Update ur drivers (Grafix and sound).

I think u r playing a pirated game or a cracked game. If yes than the copy u have downloaded is not working.


----------



## nishant_garg89 (Dec 14, 2005)

harry_nitish said:
			
		

> ya ur right but isnt it that any tweak or changes in the game system files could make it run on my platform please if u have any of ideas please do post it.



try 3d analyze!
maybe it will work


----------



## harry_nitish (Dec 14, 2005)

hi con_tester i must specially confess to u on your note if i have bought  the gof game pirated.Well to say u the truth i did. but there is no problem of game being pirated as the same game cd was installed and run by my friend on his pc which had a same configuration of mine but hada 256 module of ram instead of 128 one. well about the updation of graphics yes i have did so. but of no avail.

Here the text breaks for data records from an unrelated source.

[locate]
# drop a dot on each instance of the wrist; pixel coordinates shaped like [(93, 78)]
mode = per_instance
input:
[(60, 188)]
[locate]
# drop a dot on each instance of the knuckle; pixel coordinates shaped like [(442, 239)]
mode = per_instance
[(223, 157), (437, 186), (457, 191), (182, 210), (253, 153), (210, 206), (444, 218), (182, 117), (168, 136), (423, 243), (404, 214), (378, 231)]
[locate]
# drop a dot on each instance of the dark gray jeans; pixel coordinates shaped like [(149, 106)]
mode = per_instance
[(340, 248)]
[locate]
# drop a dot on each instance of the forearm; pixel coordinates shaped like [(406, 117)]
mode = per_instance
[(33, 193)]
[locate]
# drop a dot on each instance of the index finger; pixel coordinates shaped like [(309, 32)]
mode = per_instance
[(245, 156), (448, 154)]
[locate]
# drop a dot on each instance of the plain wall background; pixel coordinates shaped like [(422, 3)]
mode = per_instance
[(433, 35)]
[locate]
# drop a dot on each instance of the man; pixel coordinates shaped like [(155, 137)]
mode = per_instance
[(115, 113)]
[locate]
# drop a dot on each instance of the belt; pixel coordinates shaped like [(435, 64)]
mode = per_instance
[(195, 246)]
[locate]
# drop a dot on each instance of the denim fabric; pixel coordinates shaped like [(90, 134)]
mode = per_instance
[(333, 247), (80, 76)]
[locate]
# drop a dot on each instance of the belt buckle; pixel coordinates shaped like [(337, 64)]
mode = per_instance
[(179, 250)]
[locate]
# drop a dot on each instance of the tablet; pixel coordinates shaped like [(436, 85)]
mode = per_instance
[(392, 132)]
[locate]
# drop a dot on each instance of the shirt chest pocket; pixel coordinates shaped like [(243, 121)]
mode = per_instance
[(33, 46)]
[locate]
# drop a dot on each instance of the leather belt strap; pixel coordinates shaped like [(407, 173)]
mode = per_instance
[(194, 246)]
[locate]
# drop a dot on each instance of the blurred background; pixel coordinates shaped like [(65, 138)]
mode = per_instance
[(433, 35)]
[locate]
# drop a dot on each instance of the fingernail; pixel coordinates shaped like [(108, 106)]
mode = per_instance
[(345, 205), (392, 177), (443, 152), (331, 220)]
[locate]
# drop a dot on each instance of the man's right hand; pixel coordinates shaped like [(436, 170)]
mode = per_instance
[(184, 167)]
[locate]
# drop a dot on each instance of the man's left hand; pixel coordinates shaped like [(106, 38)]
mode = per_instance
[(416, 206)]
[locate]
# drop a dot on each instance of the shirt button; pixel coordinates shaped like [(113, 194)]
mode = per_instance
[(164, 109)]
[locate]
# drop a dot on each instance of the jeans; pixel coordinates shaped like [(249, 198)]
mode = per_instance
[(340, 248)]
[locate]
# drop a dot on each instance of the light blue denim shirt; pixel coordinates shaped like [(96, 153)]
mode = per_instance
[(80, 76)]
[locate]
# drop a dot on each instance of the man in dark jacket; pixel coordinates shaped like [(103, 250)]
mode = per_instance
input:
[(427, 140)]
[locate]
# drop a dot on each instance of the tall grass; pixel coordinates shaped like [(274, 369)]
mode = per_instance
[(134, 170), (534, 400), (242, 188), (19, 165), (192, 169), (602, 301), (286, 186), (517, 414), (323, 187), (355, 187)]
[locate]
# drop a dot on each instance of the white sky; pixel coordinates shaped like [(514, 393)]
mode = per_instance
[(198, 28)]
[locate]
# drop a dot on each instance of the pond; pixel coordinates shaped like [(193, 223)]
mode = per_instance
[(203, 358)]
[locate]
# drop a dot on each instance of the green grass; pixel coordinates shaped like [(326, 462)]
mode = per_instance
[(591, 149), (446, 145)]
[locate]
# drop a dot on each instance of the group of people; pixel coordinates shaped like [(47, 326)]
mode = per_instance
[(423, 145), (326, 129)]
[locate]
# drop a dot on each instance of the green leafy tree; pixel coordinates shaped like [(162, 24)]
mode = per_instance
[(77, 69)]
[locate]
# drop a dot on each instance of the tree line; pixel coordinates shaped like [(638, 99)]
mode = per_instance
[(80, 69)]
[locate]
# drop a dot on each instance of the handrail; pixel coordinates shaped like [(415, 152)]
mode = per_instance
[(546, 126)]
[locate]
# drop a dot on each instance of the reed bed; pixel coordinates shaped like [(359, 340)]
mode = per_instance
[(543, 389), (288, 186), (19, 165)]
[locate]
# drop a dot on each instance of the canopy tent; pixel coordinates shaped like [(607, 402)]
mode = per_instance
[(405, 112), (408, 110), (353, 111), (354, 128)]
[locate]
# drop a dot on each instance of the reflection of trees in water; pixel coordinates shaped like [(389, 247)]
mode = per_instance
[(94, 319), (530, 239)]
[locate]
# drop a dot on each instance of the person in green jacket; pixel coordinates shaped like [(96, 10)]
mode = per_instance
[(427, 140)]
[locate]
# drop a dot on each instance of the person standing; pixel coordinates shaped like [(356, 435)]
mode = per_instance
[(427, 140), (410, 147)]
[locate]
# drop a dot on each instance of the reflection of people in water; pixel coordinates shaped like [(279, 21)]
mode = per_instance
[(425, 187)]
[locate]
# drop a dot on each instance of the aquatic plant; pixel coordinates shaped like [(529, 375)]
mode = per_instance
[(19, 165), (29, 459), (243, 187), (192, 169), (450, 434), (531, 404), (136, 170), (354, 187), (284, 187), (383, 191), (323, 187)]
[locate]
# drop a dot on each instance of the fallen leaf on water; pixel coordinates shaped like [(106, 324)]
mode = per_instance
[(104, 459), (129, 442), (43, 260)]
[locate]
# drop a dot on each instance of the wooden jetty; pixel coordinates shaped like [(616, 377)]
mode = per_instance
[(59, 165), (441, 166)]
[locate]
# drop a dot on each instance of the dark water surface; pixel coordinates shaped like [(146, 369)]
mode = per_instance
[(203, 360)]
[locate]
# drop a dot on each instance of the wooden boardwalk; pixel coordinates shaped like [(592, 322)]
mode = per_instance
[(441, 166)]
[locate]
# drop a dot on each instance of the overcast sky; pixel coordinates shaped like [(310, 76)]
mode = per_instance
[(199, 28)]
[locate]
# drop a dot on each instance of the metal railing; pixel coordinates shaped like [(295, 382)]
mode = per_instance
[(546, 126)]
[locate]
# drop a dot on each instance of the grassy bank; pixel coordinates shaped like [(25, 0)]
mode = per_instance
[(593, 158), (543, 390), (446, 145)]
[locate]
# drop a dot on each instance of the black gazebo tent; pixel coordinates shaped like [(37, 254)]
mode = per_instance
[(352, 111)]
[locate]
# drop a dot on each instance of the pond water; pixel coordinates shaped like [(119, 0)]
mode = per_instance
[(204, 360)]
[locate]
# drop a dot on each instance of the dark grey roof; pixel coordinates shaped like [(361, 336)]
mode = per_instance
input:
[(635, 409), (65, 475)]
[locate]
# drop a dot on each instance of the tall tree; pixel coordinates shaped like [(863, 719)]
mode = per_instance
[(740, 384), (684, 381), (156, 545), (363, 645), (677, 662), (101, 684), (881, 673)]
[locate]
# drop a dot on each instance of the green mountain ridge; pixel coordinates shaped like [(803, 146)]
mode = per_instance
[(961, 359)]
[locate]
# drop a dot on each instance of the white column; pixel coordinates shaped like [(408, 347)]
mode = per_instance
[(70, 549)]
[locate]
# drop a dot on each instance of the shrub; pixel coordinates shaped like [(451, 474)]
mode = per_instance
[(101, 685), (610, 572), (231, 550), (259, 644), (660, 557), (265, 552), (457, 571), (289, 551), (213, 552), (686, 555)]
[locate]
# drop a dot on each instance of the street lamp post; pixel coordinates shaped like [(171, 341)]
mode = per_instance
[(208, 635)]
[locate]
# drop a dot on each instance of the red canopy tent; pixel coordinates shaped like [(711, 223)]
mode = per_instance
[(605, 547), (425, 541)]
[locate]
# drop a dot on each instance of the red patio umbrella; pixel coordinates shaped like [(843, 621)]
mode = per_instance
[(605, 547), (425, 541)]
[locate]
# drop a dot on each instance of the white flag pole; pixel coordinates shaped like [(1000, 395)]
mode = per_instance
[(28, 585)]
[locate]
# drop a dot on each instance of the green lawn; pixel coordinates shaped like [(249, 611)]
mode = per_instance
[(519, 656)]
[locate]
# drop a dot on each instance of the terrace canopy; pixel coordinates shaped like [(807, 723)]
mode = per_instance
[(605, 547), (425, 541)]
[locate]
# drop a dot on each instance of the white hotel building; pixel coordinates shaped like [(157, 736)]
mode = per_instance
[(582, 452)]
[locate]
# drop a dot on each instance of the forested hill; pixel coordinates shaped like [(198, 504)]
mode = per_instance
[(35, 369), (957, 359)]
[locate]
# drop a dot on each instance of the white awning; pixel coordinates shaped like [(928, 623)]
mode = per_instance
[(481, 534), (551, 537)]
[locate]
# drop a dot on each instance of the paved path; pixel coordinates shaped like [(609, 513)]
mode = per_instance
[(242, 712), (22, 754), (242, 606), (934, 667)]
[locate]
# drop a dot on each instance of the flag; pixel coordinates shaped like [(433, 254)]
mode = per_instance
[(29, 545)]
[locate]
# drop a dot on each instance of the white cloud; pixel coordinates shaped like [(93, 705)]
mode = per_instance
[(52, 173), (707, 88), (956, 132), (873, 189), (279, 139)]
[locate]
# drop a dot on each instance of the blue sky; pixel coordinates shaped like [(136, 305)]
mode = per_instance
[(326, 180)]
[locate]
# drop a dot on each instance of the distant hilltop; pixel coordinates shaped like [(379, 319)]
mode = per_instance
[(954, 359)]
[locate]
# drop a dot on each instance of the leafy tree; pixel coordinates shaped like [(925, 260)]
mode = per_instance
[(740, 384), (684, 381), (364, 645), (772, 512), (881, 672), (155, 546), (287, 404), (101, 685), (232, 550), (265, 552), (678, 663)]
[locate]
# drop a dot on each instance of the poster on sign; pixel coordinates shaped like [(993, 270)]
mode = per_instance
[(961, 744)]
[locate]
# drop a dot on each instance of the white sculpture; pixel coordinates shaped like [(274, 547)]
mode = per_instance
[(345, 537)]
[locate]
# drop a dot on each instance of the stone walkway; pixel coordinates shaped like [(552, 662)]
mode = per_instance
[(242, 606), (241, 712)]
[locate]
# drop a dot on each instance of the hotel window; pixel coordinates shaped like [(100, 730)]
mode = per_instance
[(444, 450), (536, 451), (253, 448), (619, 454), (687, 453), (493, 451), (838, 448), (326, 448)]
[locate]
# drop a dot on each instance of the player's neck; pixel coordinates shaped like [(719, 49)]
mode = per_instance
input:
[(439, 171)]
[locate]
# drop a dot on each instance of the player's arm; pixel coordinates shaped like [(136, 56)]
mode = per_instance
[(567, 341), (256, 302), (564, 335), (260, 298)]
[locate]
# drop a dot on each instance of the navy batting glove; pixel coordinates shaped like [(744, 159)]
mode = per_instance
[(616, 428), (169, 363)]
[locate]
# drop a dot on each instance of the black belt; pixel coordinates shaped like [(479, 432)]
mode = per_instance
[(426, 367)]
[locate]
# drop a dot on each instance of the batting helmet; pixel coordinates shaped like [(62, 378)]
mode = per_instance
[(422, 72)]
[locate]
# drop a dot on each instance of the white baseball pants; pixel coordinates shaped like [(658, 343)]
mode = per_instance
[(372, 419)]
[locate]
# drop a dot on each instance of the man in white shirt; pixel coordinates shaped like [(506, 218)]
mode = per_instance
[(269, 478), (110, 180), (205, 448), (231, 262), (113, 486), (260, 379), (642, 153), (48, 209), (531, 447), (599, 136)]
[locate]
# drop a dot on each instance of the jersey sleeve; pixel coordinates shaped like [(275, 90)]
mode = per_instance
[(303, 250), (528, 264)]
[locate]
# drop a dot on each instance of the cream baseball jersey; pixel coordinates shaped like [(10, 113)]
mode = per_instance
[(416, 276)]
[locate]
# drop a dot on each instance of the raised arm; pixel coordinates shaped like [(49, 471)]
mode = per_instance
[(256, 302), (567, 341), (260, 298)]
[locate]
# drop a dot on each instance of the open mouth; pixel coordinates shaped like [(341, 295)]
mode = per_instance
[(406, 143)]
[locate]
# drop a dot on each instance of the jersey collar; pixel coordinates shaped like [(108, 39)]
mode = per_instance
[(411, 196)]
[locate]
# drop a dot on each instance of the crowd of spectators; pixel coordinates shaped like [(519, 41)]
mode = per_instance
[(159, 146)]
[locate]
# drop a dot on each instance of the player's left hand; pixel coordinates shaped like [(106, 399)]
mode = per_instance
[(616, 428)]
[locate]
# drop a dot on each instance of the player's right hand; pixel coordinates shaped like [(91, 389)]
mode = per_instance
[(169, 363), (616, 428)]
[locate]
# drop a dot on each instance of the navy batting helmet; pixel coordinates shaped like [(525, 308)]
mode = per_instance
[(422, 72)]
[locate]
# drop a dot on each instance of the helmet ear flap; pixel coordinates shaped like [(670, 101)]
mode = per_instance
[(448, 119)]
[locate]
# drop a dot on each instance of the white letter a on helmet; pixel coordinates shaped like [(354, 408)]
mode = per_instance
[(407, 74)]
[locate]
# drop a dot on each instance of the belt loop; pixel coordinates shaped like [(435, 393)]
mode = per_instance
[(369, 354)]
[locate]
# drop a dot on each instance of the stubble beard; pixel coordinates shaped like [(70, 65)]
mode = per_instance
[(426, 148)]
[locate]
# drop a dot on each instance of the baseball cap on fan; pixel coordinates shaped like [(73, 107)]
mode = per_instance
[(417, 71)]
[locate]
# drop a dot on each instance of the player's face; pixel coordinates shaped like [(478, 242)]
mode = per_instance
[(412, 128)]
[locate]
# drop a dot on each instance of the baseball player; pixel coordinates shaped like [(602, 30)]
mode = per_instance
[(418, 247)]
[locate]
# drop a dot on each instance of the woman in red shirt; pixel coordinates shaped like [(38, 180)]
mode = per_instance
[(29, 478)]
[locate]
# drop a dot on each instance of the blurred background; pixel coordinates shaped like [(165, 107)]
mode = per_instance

The monitor has still same ghastly faces of out of frequency

and nishant gr8 i dont know what 3d analyzer you are talking about it si some kinda software of some game tweaking utility that i am not aware of . can u please give its detail more clearly and if it si a software or something can u provide me with its link database.

clearly dont u guys know any of game tweaks to run high end games on low platforms. u might me having u r the brightest minds arent u.


----------



## nishant_garg89 (Dec 16, 2005)

google it
download the 3danalyzer 
try different specifications in it n try the game then

i am sure u will undrstnd it once u get it
also try  the  game in 640x...resolution (by compatibilty menu, rightt click)


----------



## nishant_garg89 (Dec 16, 2005)

google it
download the 3danalyzer 
try different specifications in it n try the game then

i am sure u will undrstnd it once u get it
also try  the  game in 640x...resolution (by compatibilty menu, rightt click)



AND tell me if that Latest info of urs is not a rumour(abt horcrux thing), i am too mad abt h.p. things


----------